Erdoğan’ı anayasal diktatör ilan etmek
amacıyla yapılan referandum, 16 Nisan Pazar gecesi, milyonların gözü önünde
alenen çalındı. İktidar, çok açık bir şekilde, fütursuzca, Yüksek Seçim
Kurulu’nu da kullanarak ‘hayır’ olan sonucu değiştirdi ve kendisini
referandumun galibi ilan etti.
Erdoğan’ın artık, ülkeye el koyma
hayalini gerçekleştirmek için önünde hiçbir engel kalmadı.
“Atı alan Üsküdar’ı geçti”, “Geçti
Bor’un pazarı sür eşşeğini Nigde’ye” dedi. Sandık hileleri için de “Onu benim
külahıma anlatırsınız” deyimleriyle bu el koyma ve yasa tanımaz halini kendi
seviyesinin üslubu ile dünyaya ilan etti.
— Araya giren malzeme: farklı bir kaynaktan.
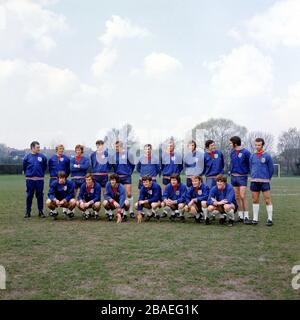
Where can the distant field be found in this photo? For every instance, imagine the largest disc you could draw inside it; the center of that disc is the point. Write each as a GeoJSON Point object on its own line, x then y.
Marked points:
{"type": "Point", "coordinates": [46, 259]}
Evet, referandum çalındı ama o ve onunla
birlikte İran tipi bir diktatörlük kurmak isteyen güruha karşı çok ciddi bir
muhalefet de ortaya çıktı.
Referandumun gerçek galibi onlar.
Önce Kürtler, devlet güçlerinin yakıp
yıktığı, enkazı bile ortada olmayan evlerinin, yıkılan kasabalarının, yerle bir
edilen şehirlerinin önünde bütün ülkeye, “Biz buna karşıyız” mesajını verdiler.
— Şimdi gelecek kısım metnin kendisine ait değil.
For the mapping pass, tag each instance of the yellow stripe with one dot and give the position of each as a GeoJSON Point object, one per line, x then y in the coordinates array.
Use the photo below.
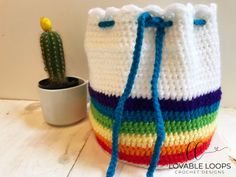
{"type": "Point", "coordinates": [148, 140]}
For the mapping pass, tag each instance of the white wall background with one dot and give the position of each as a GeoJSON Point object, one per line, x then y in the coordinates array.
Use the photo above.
{"type": "Point", "coordinates": [21, 64]}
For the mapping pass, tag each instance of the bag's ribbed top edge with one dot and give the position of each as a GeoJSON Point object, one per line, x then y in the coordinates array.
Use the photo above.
{"type": "Point", "coordinates": [175, 8]}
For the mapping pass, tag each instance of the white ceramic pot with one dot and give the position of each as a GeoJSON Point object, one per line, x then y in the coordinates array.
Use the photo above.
{"type": "Point", "coordinates": [64, 106]}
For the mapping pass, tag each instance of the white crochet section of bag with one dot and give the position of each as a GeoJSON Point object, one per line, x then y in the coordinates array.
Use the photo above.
{"type": "Point", "coordinates": [191, 59]}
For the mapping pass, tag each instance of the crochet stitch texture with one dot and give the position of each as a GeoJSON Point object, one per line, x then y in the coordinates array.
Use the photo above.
{"type": "Point", "coordinates": [188, 83]}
Kasabası, şehri, mahallesi ne kadar
fazla yıkılmışsa o kadar hayır oyu attılar sandığa.
Devlet şiddeti ile yakılıp yıkılan
kasabaların, şehirlerin neredeyse tamamında yüzde 60’nin üzerinde hayır oyu
çıktı. Cizre’yi düşünün, aylarca sokağa çıkma yasakları uygulanan, tankla, topla,
ağır silahlarla yıkıma, katliama uğrayan ve bugün bile işgal altında bir kent
görünümünde olan Cizre yüzde 80 hayır dedi.
Bu tarihe geçecek, ağır bedeller ödenmiş
bir direniş öyküsüdür.
Kürt şehir ve kasabalarının genel
toplamı, yüzde 65 oranla diktatörlüğe hayır demiştir.
Buna rağmen, Kürt siyasi hareketinin
içinde olanlar dahil bazıları, “Kürtler Erdoğan’ı kurtardı, kazanmasını
sağladı” yollu açıklamalar yapabildiler.
7 Haziran, 1 Kasım seçimlerinde ve
referandum öncesinde hep bu lafları okuduk, duyduk. Onlar her seferinde
yanıldılar ama yine de yüzleri kızarmadı.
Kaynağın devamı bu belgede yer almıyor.